When Pao Yi woke, the candle had gone out.
He could taste blood on his mouth.
He had no notion of day or night or any passing of the hours. His body felt impossibly heavy, as though the floor of the cave were pulling him down.
He sat up at last and saw, from the remnants of the firelight outside the cave entrance, that Harriet was awake. She was lying beside him and staring at the ceiling and she reached out and touched his shoulder and then she pointed upwards and her long arm almost touched the roof of the cave and in a voice which sounded melancholy and quiet, she said: ‘There is gold.'
Pao Yi was shivering. He pulled a blanket round himself and lay down again and tried to pull Harriet to him, to warm him and she held him for a moment or two, but then she said again: ‘Pao Yi. This cave is made of gold.'
He understood the words. He looked up and saw what she had seen and his gaze wandered there, but he refused to marvel.
In his own language he said that, when the winter ended, when the snow was all gone, when the river fell, when the way to the sea was open once more, then would be the time to consider whether the cave was made of gold. But until then, they shouldn't concern themselves with it, just as he had never concerned himself with the golden nugget that he'd buried under the seventeenth onion.

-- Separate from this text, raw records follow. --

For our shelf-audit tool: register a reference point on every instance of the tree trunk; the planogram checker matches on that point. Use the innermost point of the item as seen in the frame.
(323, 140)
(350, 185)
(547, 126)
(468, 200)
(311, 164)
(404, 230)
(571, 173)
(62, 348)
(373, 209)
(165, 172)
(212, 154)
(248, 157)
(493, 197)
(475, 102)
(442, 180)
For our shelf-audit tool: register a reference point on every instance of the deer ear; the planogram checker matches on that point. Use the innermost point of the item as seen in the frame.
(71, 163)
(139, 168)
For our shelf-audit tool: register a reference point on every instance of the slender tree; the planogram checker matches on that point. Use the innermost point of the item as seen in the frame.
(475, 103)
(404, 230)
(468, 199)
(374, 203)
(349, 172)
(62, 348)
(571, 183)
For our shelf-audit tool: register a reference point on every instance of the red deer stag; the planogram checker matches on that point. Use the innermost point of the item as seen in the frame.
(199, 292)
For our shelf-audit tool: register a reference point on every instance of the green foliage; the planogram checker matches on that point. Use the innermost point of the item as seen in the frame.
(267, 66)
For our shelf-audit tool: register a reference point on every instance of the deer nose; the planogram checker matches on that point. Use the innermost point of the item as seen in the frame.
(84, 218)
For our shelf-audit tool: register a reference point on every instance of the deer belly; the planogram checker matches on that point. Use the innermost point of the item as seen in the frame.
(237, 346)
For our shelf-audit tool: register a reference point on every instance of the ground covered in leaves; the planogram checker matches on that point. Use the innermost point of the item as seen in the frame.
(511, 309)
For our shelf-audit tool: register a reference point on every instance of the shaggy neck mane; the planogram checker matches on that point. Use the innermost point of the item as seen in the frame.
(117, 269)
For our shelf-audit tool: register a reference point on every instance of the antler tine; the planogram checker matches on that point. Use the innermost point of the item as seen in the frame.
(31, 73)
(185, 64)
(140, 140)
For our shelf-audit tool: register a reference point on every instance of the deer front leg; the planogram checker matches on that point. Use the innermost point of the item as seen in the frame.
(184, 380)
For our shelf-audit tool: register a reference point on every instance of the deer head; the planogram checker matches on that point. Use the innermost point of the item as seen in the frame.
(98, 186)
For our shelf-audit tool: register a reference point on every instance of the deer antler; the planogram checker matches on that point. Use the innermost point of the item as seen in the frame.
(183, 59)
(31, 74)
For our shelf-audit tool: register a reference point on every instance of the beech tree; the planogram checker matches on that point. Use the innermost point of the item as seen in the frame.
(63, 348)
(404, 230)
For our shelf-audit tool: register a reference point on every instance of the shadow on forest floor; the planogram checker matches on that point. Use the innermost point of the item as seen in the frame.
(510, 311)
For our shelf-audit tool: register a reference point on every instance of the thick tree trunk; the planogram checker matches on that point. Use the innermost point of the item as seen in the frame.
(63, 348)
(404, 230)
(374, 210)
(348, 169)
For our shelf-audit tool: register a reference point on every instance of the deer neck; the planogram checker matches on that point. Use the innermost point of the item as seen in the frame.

Pao Yi doubted whether Harriet could understand any of what he was saying, but he kept on talking and she lay beside him and listened and he told her that all the while it was becoming clearer and clearer to him that the yellow light he'd seen in opium reveries and which he'd thought had been made by the candle-flame, had been a golden light. But now it had to remain as a light and nothing more because he knew – he, the fisherman Chen Pao Yi from Heron Lake in Guangdong Province in south-east China knew as surely as he knew his own name – that the day on which they decided to steal that light would be the day on which they would have to part.
V
After this, they returned to the shack and made their bed again close to the fire. Pao Yi walled up the entrance to the cave. He put the opium pipe away on the high shelf, next to his ancestor chart.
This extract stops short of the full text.